D’Angelo lives in his own world where making money doesn’t matter because that’s what his whole professional life (Facebook) has been about. It worked out very well for him at Facebook, but Quora will run out of money sooner or later (because the user base of a high-quality Q&A site like Quora is limited by the number of smart English-speaking people with internet access around the world and Quora’s user numbers are certainly not stellar after 3,5 years) and 10 years from now people will be scratching their heads at the idea how someone could get tens of millions in funding for a site that could never be profitable.
It would be great if you can come up with the exact details like FB’s profit, Quora’s user base etc. I am also wondering what is exactly their business model.

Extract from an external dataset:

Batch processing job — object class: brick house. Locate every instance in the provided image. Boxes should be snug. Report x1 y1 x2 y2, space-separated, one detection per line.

I don’t know how many users Quora has and it’s impossible to find it out. It’s safe to say it’s not in the tens of millions. Facebook had a profit of $1B in 2011.

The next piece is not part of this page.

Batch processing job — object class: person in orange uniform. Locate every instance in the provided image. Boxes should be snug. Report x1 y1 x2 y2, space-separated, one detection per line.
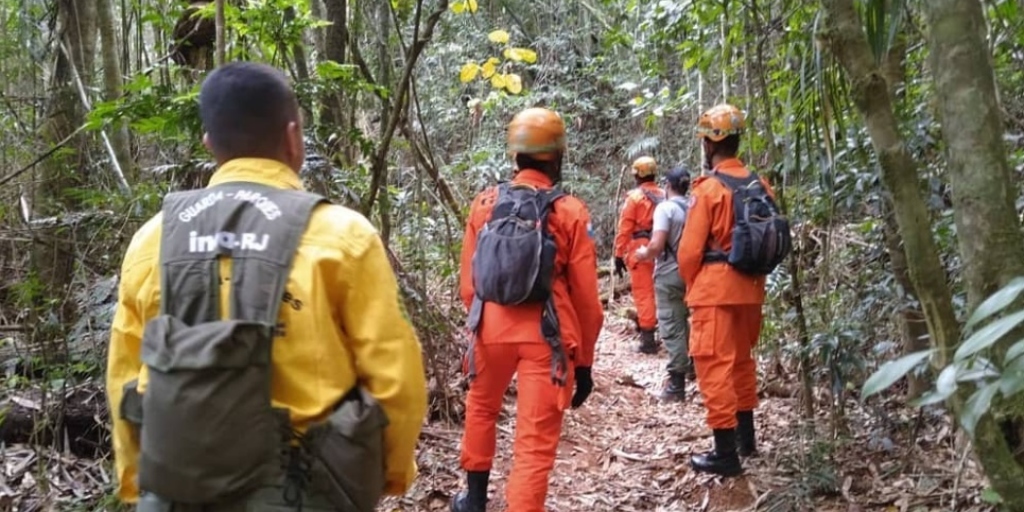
452 108 604 512
677 104 773 476
615 157 665 354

“For the third quarter of 2012, on a GAAP basis (the accounting standard for U.S. corporations), Facebook lost 2 cents a share versus making 10 cents a share the prior year. It lost money in the second quarter, too. In other words, Facebook lost money every quarter since its IPO on a GAAP accounting basis. Its margins were squeezed as decelerating revenues didn’t keep up with growing costs—“user growth” isn’t always a good thing—and it lost important gaming revenues.”
“In February 2012, Facebook took out a five-year revolving credit facility to borrow up to $5 billion (undrawn as of September 30, 2012). It also took out a bridge credit facility with JPMorgan to borrow up to $3 billion to pay for the stock buybacks, which it has to pay back one-year from being drawn or by June 30, 2014 at the latest.”
http://www.tavakolistructuredfinance.com/FB11262012.pdf
I’m glad to see that Sam from Freaks and Geeks turned out okay.
Love the writing style of this article. Makes me connect to the story. Great job. And I´m so impressed with Adam D’Angelo.
Thanks Hanne
Love their email digest, I always click on at least half the links.
Same for me Jonathan. Pretty awesome email newsletter
Agreed – I can’t think of another service whose email I read religiously, like Quora’s.
Quora is utter genius. Anyone who doesn’t think so doesn’t build much I wager.
I love Quora. You can say it a Wikipedia with views……….
Despite being a very active Quora user in the past, I’ve rarely seen Adam or Charlie lay out their vision for its future. It sounds like they have several options they are considering and I hope it works out for them, their team and investors. ; )
I created a specific Quora tag for my gmail – their emails are excellent. I end up clicking through a lot of them.
I’m impressed with Adam’s and Quora’s long-term strategy, especially in a sea of short-term startup plays.
I’m not sure I agree with the text-based-only approach though. While presenting information visually without making it seem cluttered is a real challenge, I think text-only is a dangerous long term proposition, especially with the coming rise of gestural interfaces.